Вдруг нестерпимо захотелось напиться, да так, чтоб неделю не просыхать, чтоб за один присест перемолоть всё и наконец избавиться от чёртовых мыслей, червями копошащихся в мозгах. Сработает или нет, но попытаться стоило. Сауг расщедрился на несколько бочонков арака, так почему бы не вскрыть один? И раз уж он решился покопаться в себе под кружку чего-нибудь крепкого, то лучше сделать это основательно.
Керс даже обрадовался, обнаружив каморку пустой. Альтера, видать, со своими в соседнем доме. Чего-то зачастила она к Триста Шестому, небось, науськивает народ потихоньку, продвигает свою политику.

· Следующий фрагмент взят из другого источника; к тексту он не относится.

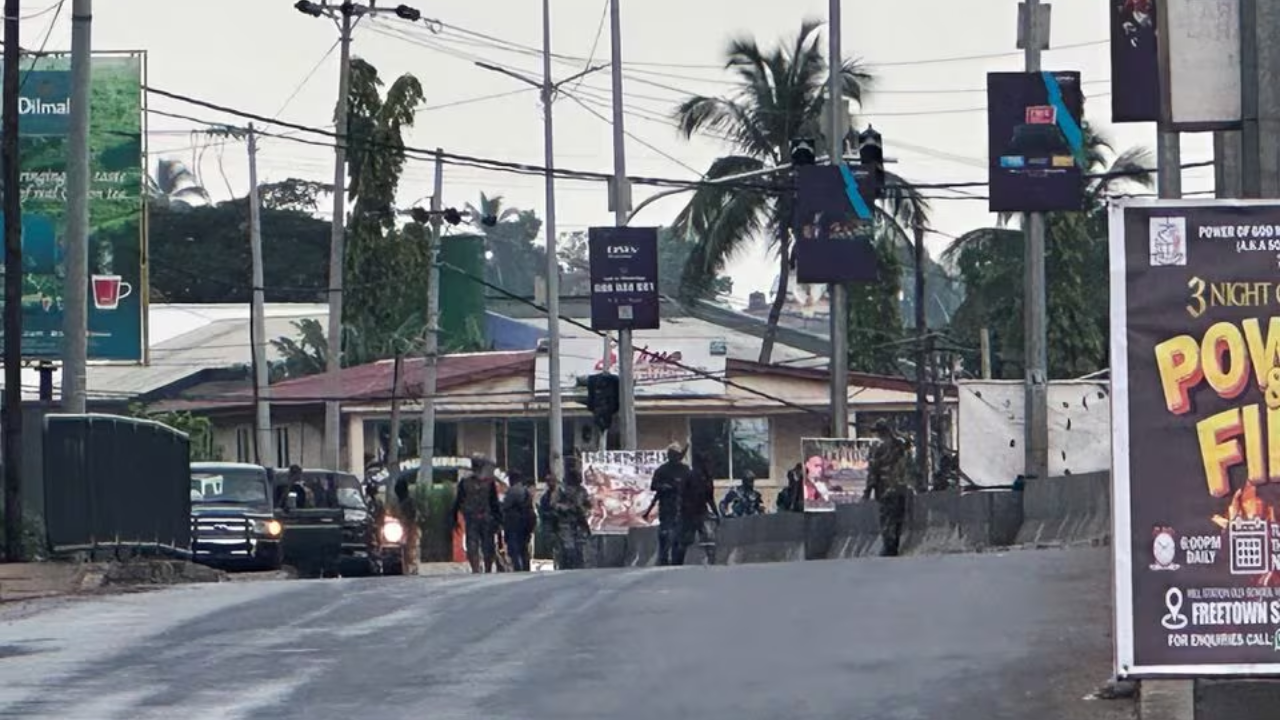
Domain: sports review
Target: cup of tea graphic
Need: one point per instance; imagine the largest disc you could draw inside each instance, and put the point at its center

Выудив из мешка письмо Седого, он стащил из погреба бочонок арака и отправился на поиски укромного местечка. Пустующий на окраине дом идеально подходил для такого дела и, нацедив во фляжку мутного пойла, Керс развалился на пыльном полу.
В пухлом конверте обнаружились письмо и досье. Он не испытывал большого желания перечитывать то, что и так прекрасно знал, потому взялся за исписанные мелким стариковским почерком листы, но прежде сделал для храбрости большой глоток из фляги. От ядрёности арака навернулись слёзы, а в горле запершило, будто проглотил тлеющего угля. Прокашлявшись, Керс протёр глаза и принялся читать:
«Здравствуй, Даниэл. Да, именно так — Даниэл. Я хочу, чтобы ты перестал бояться произносить своё имя вслух, и даже надеюсь, что когда-нибудь будешь называть его другим с гордостью.

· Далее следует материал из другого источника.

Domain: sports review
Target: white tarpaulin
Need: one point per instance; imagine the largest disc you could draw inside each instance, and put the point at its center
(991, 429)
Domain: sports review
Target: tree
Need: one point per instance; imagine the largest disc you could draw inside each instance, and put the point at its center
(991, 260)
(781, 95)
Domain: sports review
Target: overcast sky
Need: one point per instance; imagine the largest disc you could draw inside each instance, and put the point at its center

Впервые ознакомившись с твоим делом, я, признаться, был поражён до глубины души и долго размышлял и над твоим поступком, и над последствиями, к которым он привёл».

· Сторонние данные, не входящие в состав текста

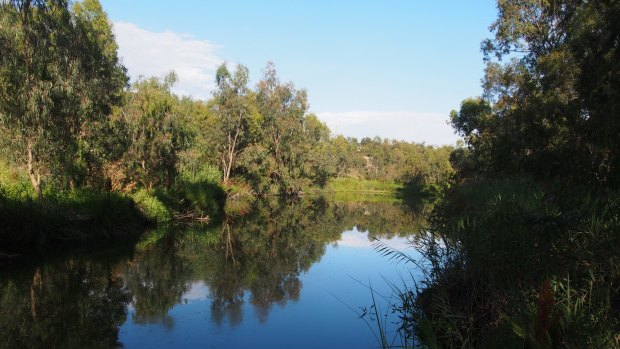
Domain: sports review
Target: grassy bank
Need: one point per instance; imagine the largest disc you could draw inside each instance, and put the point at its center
(70, 216)
(520, 264)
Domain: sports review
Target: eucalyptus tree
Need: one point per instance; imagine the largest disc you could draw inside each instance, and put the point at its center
(237, 119)
(283, 108)
(157, 132)
(551, 85)
(55, 76)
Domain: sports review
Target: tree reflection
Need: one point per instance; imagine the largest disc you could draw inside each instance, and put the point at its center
(71, 303)
(254, 260)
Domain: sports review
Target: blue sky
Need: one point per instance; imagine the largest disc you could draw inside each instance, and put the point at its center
(392, 68)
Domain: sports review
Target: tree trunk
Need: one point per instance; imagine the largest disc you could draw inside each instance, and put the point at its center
(35, 179)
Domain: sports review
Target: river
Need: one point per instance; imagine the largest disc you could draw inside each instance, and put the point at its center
(282, 275)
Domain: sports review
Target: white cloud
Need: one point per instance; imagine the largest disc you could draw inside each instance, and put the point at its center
(429, 128)
(156, 53)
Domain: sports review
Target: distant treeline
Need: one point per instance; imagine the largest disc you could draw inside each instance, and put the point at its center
(529, 232)
(69, 119)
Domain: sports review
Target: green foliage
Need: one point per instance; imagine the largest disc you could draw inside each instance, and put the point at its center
(64, 217)
(157, 132)
(59, 76)
(152, 208)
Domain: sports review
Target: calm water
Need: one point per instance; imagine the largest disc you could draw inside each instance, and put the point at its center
(282, 276)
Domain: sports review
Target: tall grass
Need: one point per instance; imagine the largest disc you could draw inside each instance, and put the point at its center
(512, 264)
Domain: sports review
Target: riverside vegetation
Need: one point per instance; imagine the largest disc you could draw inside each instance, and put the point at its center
(523, 250)
(84, 155)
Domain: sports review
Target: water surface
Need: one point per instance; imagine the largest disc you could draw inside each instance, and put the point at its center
(283, 275)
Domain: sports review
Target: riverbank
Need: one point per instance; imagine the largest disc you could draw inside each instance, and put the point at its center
(521, 263)
(87, 215)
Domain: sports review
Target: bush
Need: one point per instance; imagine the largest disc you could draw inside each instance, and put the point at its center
(151, 206)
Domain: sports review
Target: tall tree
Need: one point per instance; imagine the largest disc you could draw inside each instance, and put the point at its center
(235, 115)
(157, 132)
(554, 111)
(51, 82)
(283, 108)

«Ещё бы не поразился! Да я и сам до сих пор охреневаю», — Керс сделал ещё глоток, но поменьше, наученный горьким опытом, и вернулся к письму.
«Но я не стану осуждать тебя или попрекать, даже не буду затрагивать ту роковую ночь, приведшую тебя в Легион. И всё же я вынужден немного разворошить прошлое, чтобы помочь тебе не только простить себя, но и понять, почему ты именно такой. Наблюдая за тобой все эти годы, я позволил себе сделать некоторые выводы, и они косвенно подтвердились моим скромным исследованием.
Поначалу я видел в тебе очень способного мальчишку с живым умом и достаточно яркой способностью, но эта яркость всё не давала мне покоя. И чем больше я узнавал тебя, тем больше подозревал, что твой хист проявляется не в полную силу. Несомненно, частично по вине антидота, но, думаю, основная причина в твоей голове: ты словно создал барьер, через который никак не решаешься переступить. Так ли это, нам ещё предстоит выяснить. Надеюсь, у меня будет возможность убедиться во всём самолично».
— Ну вот и убедился. Только вряд ли тебя это обрадовало, верно, Седой? — Керс сглотнул подступивший к горлу ком и приложился к фляге. Старик всегда выделял его среди остальных, но заслуженно ли? Интересно, о чём он думал, умирая? Что вырастил настоящего монстра? Наверняка так оно и было.
«Ты спросишь, какое тебе дело до всех моих размышлений да теорий, они ведь не вернут тебе семью, и ты будешь прав. Семью тебе никак не вернуть, но скажу тебе прямо, сынок, в том, что с тобой произошло, по большей части виноваты твои родители. Что-то они упустили, недоглядели. Твоя мать не могла не знать о своём происхождении, и я допускаю, что ум и способности у неё были довольно выдающиеся, иначе как она умудрилась прожить всю жизнь на свободе, так и не попав в лапы Легиона? Причём не только она, но и её родители, и родители её родителей… Чертовски запутанно, верно?»
Керс ещё раз прочёл эту часть. Способность у мамы была, но ни управлять огнём, ни влиять на материю она, кажется, не умела. Он хорошо запомнил подслушанный разговор: отец упрекал её за то, что она не должна позволять детям использовать «дар» слишком часто, что этим сильно рискует. Будто чуял… Но то, о чём писал Седой, куда серьёзнее. Откуда старику знать, что у какой-то там давно умершей женщины были способности, а уж тем более, почему так смело утверждает, что и у его предков они тоже имелись?